"High resolution prediction and explanation of groundwater depletion across India" - by CWP alum Meir Alkon

March 22, 2024

Food production in much of the world relies on groundwater resources. In many regions, groundwater levels are declining due to a combination of anthropogenic extraction, localized meteorological and geological characteristics, and climate change. Groundwater in India is characteristic of this global trend, with an agricultural sector that is highly dependent on groundwater and increasingly threatened by extraction far in excess of recharge. The complexity of inputs makes groundwater depletion highly heterogeneous across space and time. However, modeling this heterogeneity has thus far proven difficult. Using two ensemble tree-based regression models, we predict district level seasonal groundwater dynamics to an accuracy of R$^2$ = 0.4-0.6 and Pearson correlations between 0.6 and 0.8. Further using two high-resolution feature importance methods, we demonstrate that atmospheric humidity, groundwater irrigation, and crop cultivation are the most important predictors of seasonal groundwater dynamics at the district level in India. We further demonstrate a shift in the predictors of groundwater depletion over 1998-2014 that is robustly found between the two feature importance methods, namely increasing importance of deep-well irrigation in Central and Eastern India. These areas coincide with districts where groundwater depletion is most severe. Further analysis shows decreases in crop yields per unit of irrigation over those regions, suggesting decreasing marginal returns for largely increasing quantities of groundwater irrigation used. This analysis demonstrates the public policy value of machine learning models for providing high spatiotemporal accuracy in predicting groundwater depletion, while also highlighting how anthropogenic activity impacts groundwater in India, with consequent implications for productivity and well-being.

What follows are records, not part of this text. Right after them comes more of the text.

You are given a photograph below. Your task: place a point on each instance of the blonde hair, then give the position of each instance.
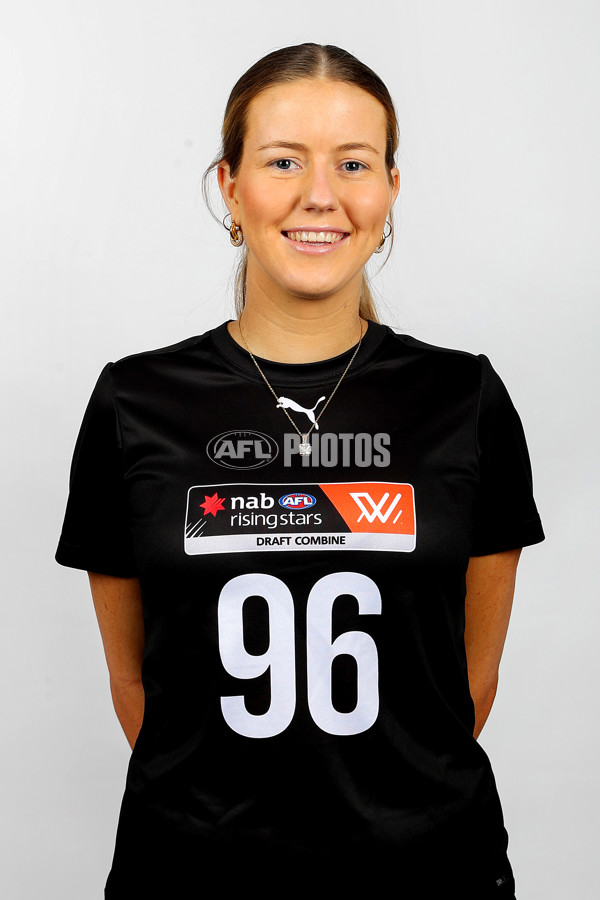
(280, 67)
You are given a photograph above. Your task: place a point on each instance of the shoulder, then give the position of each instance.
(440, 362)
(147, 365)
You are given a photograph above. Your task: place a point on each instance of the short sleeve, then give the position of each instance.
(506, 516)
(96, 534)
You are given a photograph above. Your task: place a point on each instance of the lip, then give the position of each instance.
(315, 249)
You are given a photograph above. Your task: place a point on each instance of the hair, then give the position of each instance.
(281, 67)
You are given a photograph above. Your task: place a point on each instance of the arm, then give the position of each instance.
(490, 589)
(118, 605)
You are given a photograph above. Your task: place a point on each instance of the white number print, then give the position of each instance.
(280, 657)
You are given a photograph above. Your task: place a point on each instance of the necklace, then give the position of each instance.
(283, 402)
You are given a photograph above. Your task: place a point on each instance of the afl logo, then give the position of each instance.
(242, 449)
(297, 500)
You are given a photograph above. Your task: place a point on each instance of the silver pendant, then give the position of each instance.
(305, 448)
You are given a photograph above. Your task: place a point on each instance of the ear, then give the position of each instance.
(227, 186)
(395, 186)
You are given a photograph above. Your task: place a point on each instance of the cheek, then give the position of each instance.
(370, 210)
(260, 205)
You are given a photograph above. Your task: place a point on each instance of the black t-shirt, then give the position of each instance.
(308, 717)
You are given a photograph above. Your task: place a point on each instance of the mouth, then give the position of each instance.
(312, 241)
(315, 237)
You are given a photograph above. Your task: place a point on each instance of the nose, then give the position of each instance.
(318, 189)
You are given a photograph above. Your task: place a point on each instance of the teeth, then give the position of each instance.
(315, 237)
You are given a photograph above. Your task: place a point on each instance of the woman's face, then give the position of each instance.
(312, 192)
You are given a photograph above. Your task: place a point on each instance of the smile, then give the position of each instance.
(315, 237)
(315, 242)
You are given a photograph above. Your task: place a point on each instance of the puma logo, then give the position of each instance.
(286, 403)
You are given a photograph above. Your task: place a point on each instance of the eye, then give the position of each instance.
(353, 165)
(283, 165)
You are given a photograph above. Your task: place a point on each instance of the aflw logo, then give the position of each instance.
(377, 509)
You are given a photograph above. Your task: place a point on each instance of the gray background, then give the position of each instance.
(110, 110)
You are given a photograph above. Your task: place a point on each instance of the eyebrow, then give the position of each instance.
(293, 145)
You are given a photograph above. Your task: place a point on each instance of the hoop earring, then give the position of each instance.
(384, 238)
(235, 232)
(235, 235)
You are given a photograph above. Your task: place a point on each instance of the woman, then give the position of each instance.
(302, 532)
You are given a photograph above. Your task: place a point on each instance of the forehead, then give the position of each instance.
(320, 110)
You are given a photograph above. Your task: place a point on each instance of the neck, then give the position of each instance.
(304, 332)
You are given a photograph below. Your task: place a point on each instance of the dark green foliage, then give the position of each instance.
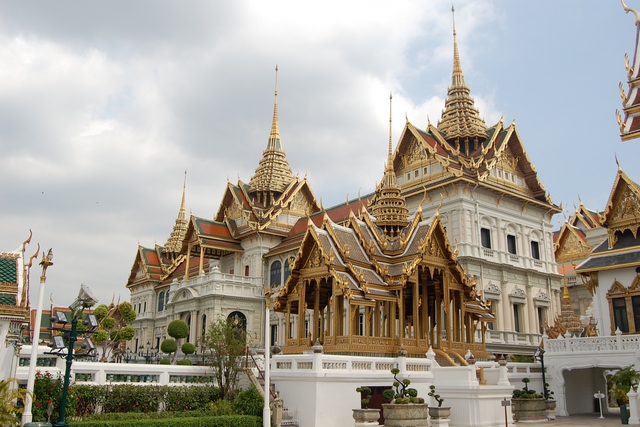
(228, 343)
(180, 399)
(365, 396)
(178, 329)
(202, 421)
(526, 392)
(404, 394)
(249, 402)
(188, 348)
(169, 346)
(432, 393)
(133, 398)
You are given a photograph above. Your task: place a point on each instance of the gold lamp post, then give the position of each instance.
(47, 261)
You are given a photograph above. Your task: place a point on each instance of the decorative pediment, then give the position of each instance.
(617, 290)
(570, 245)
(518, 295)
(623, 208)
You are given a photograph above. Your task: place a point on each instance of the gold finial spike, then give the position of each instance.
(627, 9)
(274, 137)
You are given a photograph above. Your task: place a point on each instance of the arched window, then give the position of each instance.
(287, 270)
(276, 270)
(161, 301)
(239, 322)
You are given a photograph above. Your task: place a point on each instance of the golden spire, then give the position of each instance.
(273, 173)
(460, 119)
(389, 207)
(174, 243)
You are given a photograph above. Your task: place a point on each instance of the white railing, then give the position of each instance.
(616, 343)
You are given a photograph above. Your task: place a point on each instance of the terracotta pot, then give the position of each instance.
(551, 409)
(529, 409)
(366, 416)
(405, 415)
(439, 412)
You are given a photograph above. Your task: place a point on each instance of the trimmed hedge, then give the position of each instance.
(204, 421)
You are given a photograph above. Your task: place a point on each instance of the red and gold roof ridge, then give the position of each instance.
(630, 125)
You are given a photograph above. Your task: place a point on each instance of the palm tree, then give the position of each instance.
(9, 395)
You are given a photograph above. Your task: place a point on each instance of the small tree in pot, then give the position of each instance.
(365, 416)
(439, 414)
(406, 408)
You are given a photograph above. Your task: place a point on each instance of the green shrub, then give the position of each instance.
(249, 402)
(221, 407)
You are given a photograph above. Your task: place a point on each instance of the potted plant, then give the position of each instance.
(528, 405)
(405, 407)
(364, 416)
(439, 414)
(620, 385)
(550, 402)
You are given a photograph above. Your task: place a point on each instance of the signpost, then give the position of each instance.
(505, 403)
(599, 396)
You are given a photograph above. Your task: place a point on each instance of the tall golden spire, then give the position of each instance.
(174, 243)
(460, 119)
(273, 173)
(389, 207)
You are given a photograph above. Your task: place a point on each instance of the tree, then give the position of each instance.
(177, 329)
(9, 394)
(228, 341)
(113, 328)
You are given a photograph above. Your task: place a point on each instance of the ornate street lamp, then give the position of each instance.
(149, 354)
(539, 354)
(47, 261)
(85, 299)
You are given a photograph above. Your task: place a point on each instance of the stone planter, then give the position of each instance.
(551, 409)
(366, 417)
(407, 415)
(439, 415)
(529, 409)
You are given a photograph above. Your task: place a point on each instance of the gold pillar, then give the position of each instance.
(416, 308)
(186, 270)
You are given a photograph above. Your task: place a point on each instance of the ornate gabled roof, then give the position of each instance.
(244, 216)
(388, 206)
(174, 243)
(571, 244)
(364, 272)
(623, 208)
(500, 164)
(460, 118)
(149, 265)
(273, 173)
(630, 126)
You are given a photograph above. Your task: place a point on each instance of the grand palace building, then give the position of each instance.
(453, 250)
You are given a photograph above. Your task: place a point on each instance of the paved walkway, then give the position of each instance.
(582, 420)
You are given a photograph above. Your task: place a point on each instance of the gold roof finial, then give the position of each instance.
(273, 173)
(388, 205)
(460, 117)
(174, 243)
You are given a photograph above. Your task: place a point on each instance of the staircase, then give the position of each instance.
(280, 416)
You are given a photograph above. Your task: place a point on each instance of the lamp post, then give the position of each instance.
(129, 355)
(539, 354)
(266, 411)
(85, 299)
(27, 416)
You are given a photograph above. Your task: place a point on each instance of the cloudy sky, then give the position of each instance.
(104, 105)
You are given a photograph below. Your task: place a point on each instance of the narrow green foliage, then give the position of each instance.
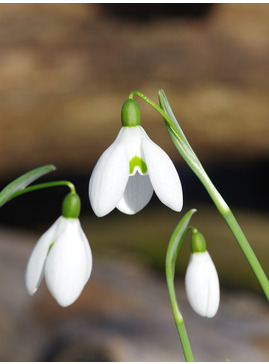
(23, 181)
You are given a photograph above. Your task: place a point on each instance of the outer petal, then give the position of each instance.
(202, 284)
(69, 264)
(137, 194)
(35, 266)
(163, 174)
(109, 178)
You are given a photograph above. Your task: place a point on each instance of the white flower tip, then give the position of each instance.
(202, 285)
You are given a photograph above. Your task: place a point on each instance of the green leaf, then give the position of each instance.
(23, 181)
(176, 241)
(168, 111)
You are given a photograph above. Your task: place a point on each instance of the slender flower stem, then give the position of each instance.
(174, 245)
(192, 160)
(44, 185)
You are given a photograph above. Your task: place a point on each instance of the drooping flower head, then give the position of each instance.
(201, 279)
(62, 255)
(131, 168)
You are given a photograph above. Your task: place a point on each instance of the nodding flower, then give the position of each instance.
(62, 255)
(128, 172)
(201, 279)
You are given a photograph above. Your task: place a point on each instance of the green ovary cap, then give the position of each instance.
(130, 113)
(198, 243)
(71, 206)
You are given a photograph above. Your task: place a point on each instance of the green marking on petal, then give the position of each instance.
(137, 162)
(50, 247)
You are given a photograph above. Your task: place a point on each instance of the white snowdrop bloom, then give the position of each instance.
(130, 169)
(202, 284)
(63, 256)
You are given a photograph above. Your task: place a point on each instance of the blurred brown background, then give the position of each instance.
(65, 70)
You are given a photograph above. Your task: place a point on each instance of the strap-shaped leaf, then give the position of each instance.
(175, 243)
(23, 181)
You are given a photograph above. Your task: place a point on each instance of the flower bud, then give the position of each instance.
(201, 279)
(130, 113)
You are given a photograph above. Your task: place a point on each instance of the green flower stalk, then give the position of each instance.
(186, 151)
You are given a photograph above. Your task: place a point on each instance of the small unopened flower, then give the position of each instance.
(202, 283)
(131, 168)
(63, 256)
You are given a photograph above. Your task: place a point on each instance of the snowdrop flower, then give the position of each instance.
(62, 255)
(201, 279)
(131, 168)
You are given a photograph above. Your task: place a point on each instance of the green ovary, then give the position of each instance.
(137, 162)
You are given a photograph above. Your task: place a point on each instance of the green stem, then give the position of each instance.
(44, 185)
(231, 221)
(174, 245)
(192, 160)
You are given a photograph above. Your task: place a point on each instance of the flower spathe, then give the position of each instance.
(202, 284)
(127, 173)
(63, 256)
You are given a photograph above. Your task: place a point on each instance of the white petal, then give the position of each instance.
(163, 175)
(109, 178)
(202, 284)
(69, 264)
(35, 266)
(137, 194)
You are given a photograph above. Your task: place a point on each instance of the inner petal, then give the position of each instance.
(137, 194)
(137, 165)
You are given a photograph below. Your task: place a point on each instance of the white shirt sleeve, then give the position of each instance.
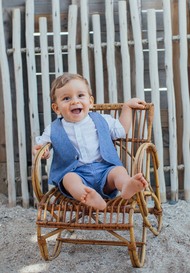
(45, 137)
(115, 127)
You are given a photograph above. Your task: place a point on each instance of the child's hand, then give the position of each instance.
(136, 103)
(45, 155)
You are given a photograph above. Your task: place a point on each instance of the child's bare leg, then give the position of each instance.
(93, 199)
(73, 184)
(118, 178)
(135, 184)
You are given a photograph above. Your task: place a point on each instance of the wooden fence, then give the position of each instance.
(110, 49)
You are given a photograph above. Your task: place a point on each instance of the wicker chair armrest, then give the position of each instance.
(36, 177)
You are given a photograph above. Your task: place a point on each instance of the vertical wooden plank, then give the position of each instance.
(124, 50)
(45, 71)
(4, 69)
(20, 105)
(31, 69)
(112, 82)
(139, 58)
(99, 74)
(45, 78)
(154, 82)
(85, 39)
(185, 96)
(57, 37)
(171, 100)
(72, 28)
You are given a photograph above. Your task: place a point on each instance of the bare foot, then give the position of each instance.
(134, 184)
(93, 199)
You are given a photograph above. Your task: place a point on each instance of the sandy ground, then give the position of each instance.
(19, 252)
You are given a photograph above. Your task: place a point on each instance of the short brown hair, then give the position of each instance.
(62, 80)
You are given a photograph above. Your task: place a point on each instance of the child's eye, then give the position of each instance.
(81, 95)
(66, 98)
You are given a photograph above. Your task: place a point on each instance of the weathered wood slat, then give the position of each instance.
(154, 80)
(20, 109)
(124, 50)
(72, 29)
(85, 39)
(57, 38)
(31, 71)
(7, 101)
(45, 71)
(98, 59)
(45, 76)
(139, 60)
(185, 95)
(112, 82)
(171, 101)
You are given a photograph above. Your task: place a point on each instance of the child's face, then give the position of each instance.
(73, 101)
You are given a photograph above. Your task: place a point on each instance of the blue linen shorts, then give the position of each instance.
(93, 175)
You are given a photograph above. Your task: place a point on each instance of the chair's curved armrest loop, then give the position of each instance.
(36, 172)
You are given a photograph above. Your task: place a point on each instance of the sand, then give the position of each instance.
(167, 252)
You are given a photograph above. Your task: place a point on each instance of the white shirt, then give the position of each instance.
(83, 136)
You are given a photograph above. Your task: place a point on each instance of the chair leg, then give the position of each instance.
(146, 161)
(138, 235)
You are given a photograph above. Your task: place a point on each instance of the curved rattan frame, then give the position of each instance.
(58, 214)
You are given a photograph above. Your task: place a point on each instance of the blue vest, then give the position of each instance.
(66, 157)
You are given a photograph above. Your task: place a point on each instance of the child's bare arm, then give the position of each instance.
(126, 113)
(37, 147)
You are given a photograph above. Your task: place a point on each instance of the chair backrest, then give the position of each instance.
(141, 130)
(140, 133)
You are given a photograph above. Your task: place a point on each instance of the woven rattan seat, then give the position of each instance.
(59, 217)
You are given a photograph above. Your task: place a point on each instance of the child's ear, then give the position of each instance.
(55, 108)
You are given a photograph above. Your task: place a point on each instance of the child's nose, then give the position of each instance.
(75, 100)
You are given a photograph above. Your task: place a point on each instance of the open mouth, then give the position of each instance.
(76, 111)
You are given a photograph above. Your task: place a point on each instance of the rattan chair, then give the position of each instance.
(126, 221)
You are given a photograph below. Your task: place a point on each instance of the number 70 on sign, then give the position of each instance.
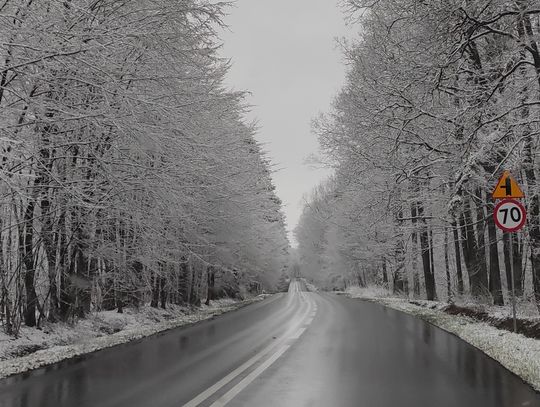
(510, 215)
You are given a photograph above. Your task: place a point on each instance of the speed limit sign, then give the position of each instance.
(510, 215)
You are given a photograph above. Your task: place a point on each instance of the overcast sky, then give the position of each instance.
(284, 52)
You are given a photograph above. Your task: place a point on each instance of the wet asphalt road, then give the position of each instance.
(295, 349)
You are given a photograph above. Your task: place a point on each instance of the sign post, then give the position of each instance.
(510, 216)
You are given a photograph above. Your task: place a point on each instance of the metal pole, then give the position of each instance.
(513, 281)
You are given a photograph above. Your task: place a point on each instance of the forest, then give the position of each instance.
(440, 97)
(128, 174)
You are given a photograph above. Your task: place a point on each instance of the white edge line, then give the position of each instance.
(227, 397)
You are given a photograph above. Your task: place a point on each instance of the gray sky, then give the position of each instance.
(284, 52)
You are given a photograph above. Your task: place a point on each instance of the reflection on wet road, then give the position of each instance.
(294, 349)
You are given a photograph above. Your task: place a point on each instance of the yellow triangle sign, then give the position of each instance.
(507, 187)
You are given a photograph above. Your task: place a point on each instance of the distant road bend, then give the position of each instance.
(293, 349)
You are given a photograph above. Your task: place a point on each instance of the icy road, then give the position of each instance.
(295, 349)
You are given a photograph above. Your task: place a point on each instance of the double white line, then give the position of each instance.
(273, 352)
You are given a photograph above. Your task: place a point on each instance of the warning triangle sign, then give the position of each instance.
(507, 187)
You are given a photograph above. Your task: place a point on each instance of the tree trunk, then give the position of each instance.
(495, 286)
(414, 238)
(457, 249)
(429, 275)
(481, 246)
(385, 272)
(447, 267)
(26, 248)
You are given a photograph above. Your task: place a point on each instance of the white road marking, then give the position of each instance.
(227, 397)
(230, 377)
(285, 342)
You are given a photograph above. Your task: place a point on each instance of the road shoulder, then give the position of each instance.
(83, 340)
(517, 353)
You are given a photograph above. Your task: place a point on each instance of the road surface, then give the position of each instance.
(293, 349)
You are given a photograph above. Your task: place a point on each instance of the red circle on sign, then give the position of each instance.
(512, 204)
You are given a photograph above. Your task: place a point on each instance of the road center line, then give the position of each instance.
(246, 365)
(227, 397)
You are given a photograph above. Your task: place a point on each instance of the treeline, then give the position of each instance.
(440, 98)
(128, 173)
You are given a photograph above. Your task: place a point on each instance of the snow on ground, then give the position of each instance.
(516, 352)
(57, 342)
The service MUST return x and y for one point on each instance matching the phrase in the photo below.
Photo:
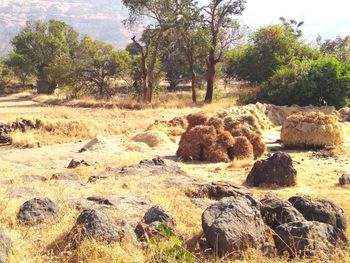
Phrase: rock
(154, 167)
(218, 190)
(5, 246)
(72, 163)
(233, 224)
(131, 208)
(344, 179)
(276, 170)
(153, 138)
(94, 224)
(37, 211)
(153, 222)
(65, 176)
(276, 211)
(20, 192)
(321, 210)
(306, 237)
(97, 144)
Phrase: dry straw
(312, 130)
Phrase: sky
(321, 17)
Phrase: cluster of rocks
(302, 226)
(19, 125)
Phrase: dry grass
(316, 177)
(312, 130)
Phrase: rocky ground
(107, 177)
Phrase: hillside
(101, 19)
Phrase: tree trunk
(210, 77)
(193, 84)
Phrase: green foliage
(326, 80)
(39, 45)
(269, 49)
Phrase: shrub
(319, 82)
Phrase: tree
(339, 47)
(98, 66)
(164, 14)
(39, 44)
(268, 49)
(20, 67)
(223, 31)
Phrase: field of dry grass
(64, 128)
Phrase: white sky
(326, 18)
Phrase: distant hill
(101, 19)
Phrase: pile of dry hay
(312, 130)
(213, 140)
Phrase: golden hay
(217, 123)
(225, 138)
(203, 135)
(242, 149)
(312, 130)
(196, 119)
(259, 146)
(216, 153)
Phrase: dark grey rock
(37, 211)
(233, 224)
(5, 246)
(218, 190)
(306, 237)
(65, 176)
(152, 223)
(94, 224)
(321, 210)
(344, 179)
(277, 170)
(276, 211)
(154, 167)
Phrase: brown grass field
(67, 127)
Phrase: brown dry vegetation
(316, 177)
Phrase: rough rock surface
(37, 211)
(5, 246)
(152, 222)
(233, 225)
(65, 176)
(321, 210)
(131, 208)
(218, 190)
(306, 237)
(94, 224)
(344, 179)
(154, 167)
(276, 170)
(276, 211)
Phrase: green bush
(310, 82)
(268, 49)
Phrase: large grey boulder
(153, 222)
(233, 225)
(276, 211)
(218, 190)
(321, 210)
(94, 224)
(5, 246)
(305, 238)
(277, 170)
(37, 211)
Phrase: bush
(269, 48)
(325, 81)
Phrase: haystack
(152, 138)
(207, 140)
(312, 130)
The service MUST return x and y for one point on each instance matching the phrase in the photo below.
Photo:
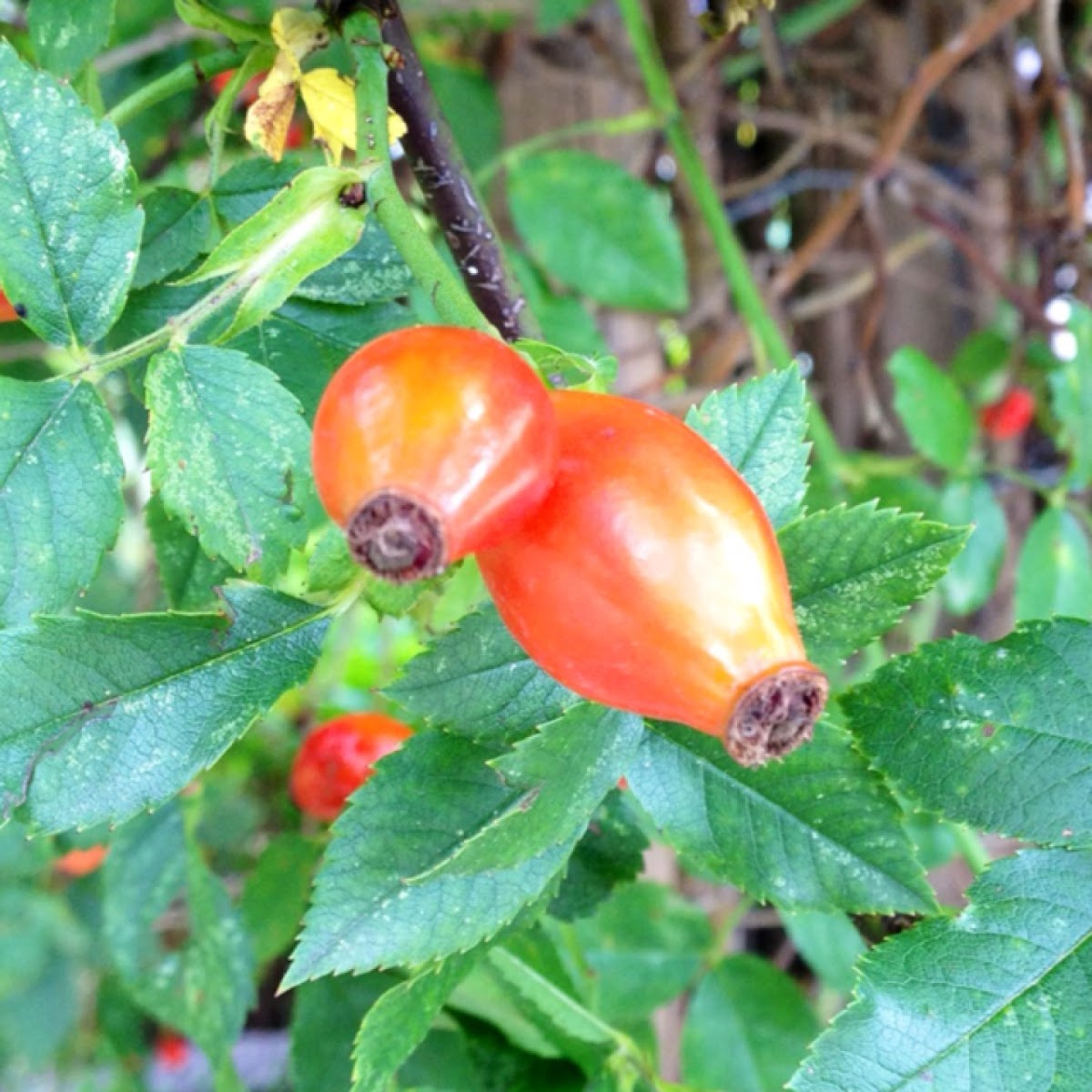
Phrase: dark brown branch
(446, 183)
(937, 66)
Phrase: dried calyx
(775, 714)
(397, 538)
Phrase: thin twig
(936, 68)
(794, 154)
(459, 208)
(1019, 298)
(845, 292)
(842, 135)
(164, 36)
(1065, 113)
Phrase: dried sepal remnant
(397, 538)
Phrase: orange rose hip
(430, 443)
(651, 580)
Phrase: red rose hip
(650, 580)
(430, 443)
(338, 757)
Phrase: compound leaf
(106, 716)
(229, 453)
(68, 203)
(60, 494)
(402, 885)
(855, 571)
(995, 735)
(478, 682)
(759, 429)
(996, 999)
(816, 831)
(202, 988)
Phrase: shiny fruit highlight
(430, 443)
(650, 580)
(338, 757)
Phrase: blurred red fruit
(1009, 415)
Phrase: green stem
(638, 121)
(184, 77)
(177, 329)
(449, 296)
(770, 347)
(971, 849)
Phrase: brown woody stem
(447, 184)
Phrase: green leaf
(932, 409)
(543, 1003)
(610, 853)
(747, 1026)
(304, 343)
(830, 945)
(561, 369)
(478, 682)
(759, 429)
(66, 199)
(229, 453)
(565, 320)
(201, 987)
(326, 1016)
(995, 735)
(401, 885)
(817, 831)
(972, 576)
(274, 895)
(996, 999)
(107, 716)
(305, 228)
(66, 35)
(855, 571)
(60, 494)
(176, 228)
(980, 356)
(36, 1021)
(598, 228)
(249, 186)
(371, 272)
(644, 945)
(1071, 399)
(1054, 574)
(399, 1021)
(189, 577)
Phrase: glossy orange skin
(1009, 415)
(338, 757)
(650, 578)
(450, 418)
(77, 863)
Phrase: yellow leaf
(299, 33)
(328, 96)
(268, 118)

Meir Alkon1, Yaoping Wang2, Matthew Harrington3, Claudia Shi3, Ryan Kennedy4, Johannes Urpelainen5, Jacob Kopas6 and Xiaogang He7

https://iopscience.iop.org/article/10.1088/1748-9326/ad34e5


Meir is an Assistant Professor at Fordham University and a former Harvard Environmental Fellow at the Department of Government and the Harvard University Center for the Environment. He is also an associate in research at Harvard’s Fairbank Center and a non-resident fellow at the Global China Initiative at Boston University’s Global Development Policy Center. Meir received his PhD jointly from Princeton’s Department of Politics and School of Public and International Affairs. His research bridges political economy and interdisciplinary approaches to public policy, analyzing the behavioral and institutional foundations of environmental and economic governance.